Answer: Option E
:
E
Use Chinese remainder theorem,
Let the number be N. N is of the form 9A+2 (i.e. N divided by 9 gives a remainder 2)= 10B+3 (i.e. N divided by 10 gives a remainder 3) =11C+5 (i.e. N divided by 11 gives a remainder of 5)
We will first find the number which is of the form 9A+2=10B+3.--------(1)
Here for B=8, A=9, which are the first integer solutions.
Substituting this in equation (1) we get the value 83, the first number which when divided by 9 gives a remainder 2 and which when divided by 10 gives a remainder 3.
The numbers will fall in an AP with the first digit as 83 and common difference 90 (9*10). The general form of the AP is 83+90k when k=0,1,2.....
Now to include the 3${}^{rd}$ condition(i.e divisor 11 and remainder 5) we can write 83+90k=11C+5 -------(2)
Find the first integer value of K which satisfies the equation such that C is also an integer.
Here for K = 5, C = 48, which are the first integer solutions.

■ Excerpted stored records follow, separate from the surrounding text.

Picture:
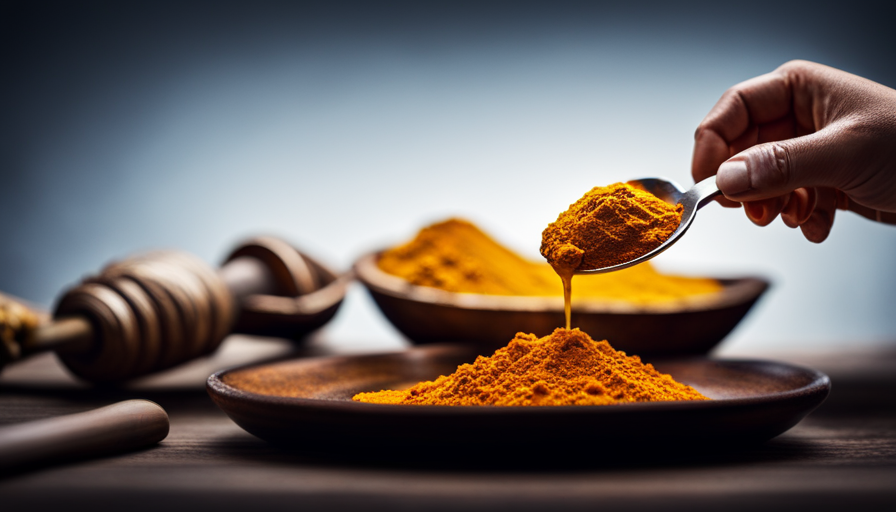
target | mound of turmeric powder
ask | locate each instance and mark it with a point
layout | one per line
(564, 368)
(456, 256)
(609, 226)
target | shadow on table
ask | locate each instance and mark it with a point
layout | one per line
(575, 453)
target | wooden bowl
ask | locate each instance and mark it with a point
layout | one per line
(692, 325)
(308, 403)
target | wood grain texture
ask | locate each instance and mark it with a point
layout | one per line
(841, 456)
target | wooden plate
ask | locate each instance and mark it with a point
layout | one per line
(307, 403)
(689, 326)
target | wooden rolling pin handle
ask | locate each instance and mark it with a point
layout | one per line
(116, 428)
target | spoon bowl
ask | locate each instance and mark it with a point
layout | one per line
(692, 200)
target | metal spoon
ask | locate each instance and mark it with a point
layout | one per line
(692, 200)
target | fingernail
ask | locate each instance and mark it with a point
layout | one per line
(733, 178)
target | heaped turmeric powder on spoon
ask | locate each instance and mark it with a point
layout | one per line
(607, 226)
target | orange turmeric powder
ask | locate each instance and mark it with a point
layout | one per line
(607, 226)
(456, 256)
(564, 368)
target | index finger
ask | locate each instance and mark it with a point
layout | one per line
(734, 117)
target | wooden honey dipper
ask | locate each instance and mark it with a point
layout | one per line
(157, 310)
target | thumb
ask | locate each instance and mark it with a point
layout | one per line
(775, 169)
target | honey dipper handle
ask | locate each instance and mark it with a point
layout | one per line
(116, 428)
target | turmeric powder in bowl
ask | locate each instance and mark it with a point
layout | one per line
(564, 368)
(456, 256)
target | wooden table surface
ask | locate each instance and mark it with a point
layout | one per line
(841, 456)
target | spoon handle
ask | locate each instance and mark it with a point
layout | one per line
(705, 191)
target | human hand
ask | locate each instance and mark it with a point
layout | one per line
(801, 142)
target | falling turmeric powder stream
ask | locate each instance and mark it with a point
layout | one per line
(564, 368)
(456, 256)
(607, 226)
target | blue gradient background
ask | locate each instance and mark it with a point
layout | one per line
(345, 126)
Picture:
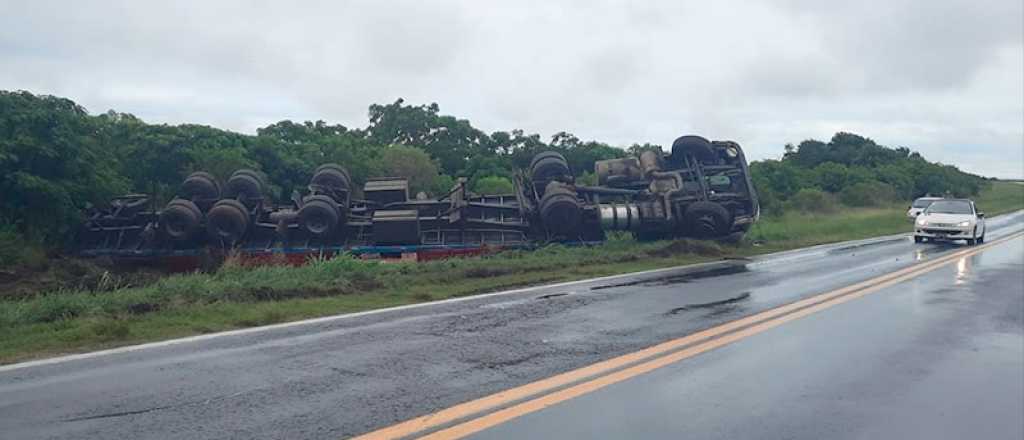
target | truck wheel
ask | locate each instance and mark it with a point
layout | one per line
(245, 185)
(227, 221)
(200, 185)
(180, 219)
(333, 176)
(318, 215)
(698, 146)
(548, 166)
(560, 211)
(707, 220)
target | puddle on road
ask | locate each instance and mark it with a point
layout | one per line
(550, 296)
(678, 279)
(728, 301)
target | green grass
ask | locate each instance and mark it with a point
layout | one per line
(237, 297)
(1001, 198)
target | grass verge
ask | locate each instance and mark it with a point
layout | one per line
(237, 297)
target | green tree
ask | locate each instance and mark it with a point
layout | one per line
(489, 185)
(409, 162)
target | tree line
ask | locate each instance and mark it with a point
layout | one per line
(56, 160)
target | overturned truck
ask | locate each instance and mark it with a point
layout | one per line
(700, 189)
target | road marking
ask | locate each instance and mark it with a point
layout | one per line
(602, 374)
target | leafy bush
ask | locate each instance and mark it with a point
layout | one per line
(14, 250)
(494, 185)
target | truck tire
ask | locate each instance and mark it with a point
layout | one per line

Substituting this in equation
(2) we get the value 90 (5) + 83= 533, the first number which when divided by 9 gives a remainder 2, which when divided by 10 gives a remainder 3 and which when divided by 11 gives a remainder 5.
Shortcut:- You may be tempted to mark option (a) after a first glimpse at the options.
Since the question asks for the least number, you should be careful while answering.
You can still back calculate using answer option (a)
option (a) 1523 satisfies the condition. Hence 1523-990 = 533 has to be the first such
number. Answer is option (e)
Also note that, the first number has to be $<$ 990.